L’accusé, dégarni et aux lunettes épaisses, parle lentement. Pendant l’enquête, il a raconté aux experts psychiatres qu’il entend des voix, des mauvais esprits pendant qu’il prie. L’homme est musulman très pratiquant et porte la barbe. Dans le box, trois infirmiers l’entourent depuis le début du procès mercredi.

Les médecins ont lâché le mot de "schizophrénie" mais ont estimé qu’il est pénalement responsable. D’ailleurs, Mamoud Zaier mesure la gravité de l’accusation : tentative d’homicide volontaire de meurtre et la conteste. Pour lui, il n’avait pas l’intention de tuer cette femme, il voulait simplement la bousculer persuadé qu’elle se moquait de lui.

La victime, partie civile au procès, a raconté autre chose à la barre.

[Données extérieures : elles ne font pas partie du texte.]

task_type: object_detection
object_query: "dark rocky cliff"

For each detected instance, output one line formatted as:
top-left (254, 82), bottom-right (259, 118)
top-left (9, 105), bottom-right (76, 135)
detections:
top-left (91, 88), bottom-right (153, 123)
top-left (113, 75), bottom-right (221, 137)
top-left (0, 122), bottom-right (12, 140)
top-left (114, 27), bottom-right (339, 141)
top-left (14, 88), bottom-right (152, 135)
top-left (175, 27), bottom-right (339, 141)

Ce matin là de février, elle et son amie discutent tranquillement. L’agresseur s’approche une première fois en disant un étrange "je dois le faire". Elles s’éloignent de lui en restant proche de la voie. Il revient en évoquant cette fois « les femmes » et pousse l’une d’entre elle. Déséquilibrée, elle se souvient avoir eu la tête, le bras et la jambe droits dans le vide au-dessus des voies. Rattrapée de justesse par l’autre alors que le RER était en train d’arriver en gare.

Témoignage déterminant

Les faits sont tellement choquant que plus de deux ans et demi après, le conducteur du train s’en souvient encore et les a raconté à la barre avec une voix tremblante. Il explique d’abord que, comme l’impose la procédure, il arrive "en gare de Rosny-sous-Bois, à 75 km/h environ" et puis, toujours il a aperçu l’impressionnante rangée de voyageur qui attend. Tout à coup, à 150m de sa cabine, il voit une femme en sortir prête à tomber sur les voies. Il a klaxonné, a freiné violemment faisant chuter la vitesse du train à 10 km/h mais ne s’arrête pas…

Le drame a en fait été évité de justesse. La victime a été rattrapée par l’amie avec qui elle se trouve. Tellement violemment que les deux têtes se percutent. L’une s’est retrouvée avec une bosse sur la joue. Cette personne a témoigné au procès affirmant que l’accusé venait de la pousser en direction des voies. Verdict attendu ce mercredi.